Il libro non racconta una storia, ma l’interazione fra un docente di francese e la sua classe di scuola media: una classe nella periferia parigina, non facile, con molti stranieri; e una interazione che si svolge tutta o quasi in un’aula, con qualche sconfinamento nell’ufficio del preside, nella sala professori e nella stanza delle riunioni del consiglio di classe. È un libro né comico né tragico. Più semplicemente è la fotografia di una realtà concreta fatta utilizzando molti dialoghi, sull’oggetto dell’insegnamento e su molto altro, a volte pacati, a volte duri e muso a muso, a volte impregnati di sarcasmo. Non senza ragione, può essere visto anche come un utile strumento di riflessione su una realtà scolastica che non sta soltanto alla periferia di Parigi, ma anche in Brianza, a Busto Arsizio e a Varese; e dovunque nel mondo si viva male, il che avviene soprattutto nelle grandi aree urbanizzate del mondo occidentale, devastate e piene di ingiustizie, di diseguaglianze e di oppressione. Uno strumento fra i tanti possibili, sia ben chiaro, e sapendo che professori e studenti, in linea di massima, per riflettere su se stessi ed i loro problemi, non avranno aspettato l’uscita di questo libro e questo film.

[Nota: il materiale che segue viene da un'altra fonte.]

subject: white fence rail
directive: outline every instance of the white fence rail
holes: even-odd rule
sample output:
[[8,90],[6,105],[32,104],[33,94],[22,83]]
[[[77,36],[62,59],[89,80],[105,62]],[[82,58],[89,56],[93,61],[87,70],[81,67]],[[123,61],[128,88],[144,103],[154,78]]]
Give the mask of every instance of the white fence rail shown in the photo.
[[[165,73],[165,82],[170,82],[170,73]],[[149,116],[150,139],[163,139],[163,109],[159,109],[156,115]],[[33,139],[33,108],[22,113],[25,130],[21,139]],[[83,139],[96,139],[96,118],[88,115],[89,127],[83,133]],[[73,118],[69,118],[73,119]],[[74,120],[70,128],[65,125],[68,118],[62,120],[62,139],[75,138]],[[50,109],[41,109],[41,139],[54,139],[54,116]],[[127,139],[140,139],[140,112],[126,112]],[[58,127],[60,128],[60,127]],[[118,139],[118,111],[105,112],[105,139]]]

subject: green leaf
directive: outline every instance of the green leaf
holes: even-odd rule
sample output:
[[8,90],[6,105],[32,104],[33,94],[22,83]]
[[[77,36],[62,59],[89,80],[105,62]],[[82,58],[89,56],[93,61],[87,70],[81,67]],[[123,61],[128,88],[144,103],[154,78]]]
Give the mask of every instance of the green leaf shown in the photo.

Per finire, varrebbe forse la pena dire che la miglior cosa sarebbe, partendo dalla classe e dal suo professore protagonisti, riflettere su che tipo di società sia quella in cui viviamo per arrivare alle situazioni, ai conflitti, ai disagi che queste studentesse e questi studenti, e i loro insegnanti, vivono. Come sono questi ragazzi? Perché sono così? Chi li ha fatti? Sono fatti dal consumismo, dall’arrivismo, dal mercato, dalla violenza, dalla povertà spirituale, dall’assenza di valori alti e altri da quelli loro propinati, dalle ingiustizie subite e date per ineluttabili nel tipo di società che li cresce? E la scuola che cosa potrebbe fare? E che cosa fa? Un insegnante, ad esempio il protagonista, sia pur bravo, ha qualche possibilità di contribuire a risolvere i problemi se si muove dentro la logica di una società che i problemi li crea? O dovrebbe prendere altre strade? Domande, come si vede, non di poco conto, cui di certo non si potrà rispondere solo leggendo questo libro e vedendo il relativo film, ma io non trascurerei né l’uno né l’altro. L’invito, non per dovere d’ufficio, ma sentito, sarebbe rivolto anche ai genitori, il terzo protagonista che nel libro appare di sfuggita e sullo sfondo ma, come ognuno ben sa, esiste ed è importante.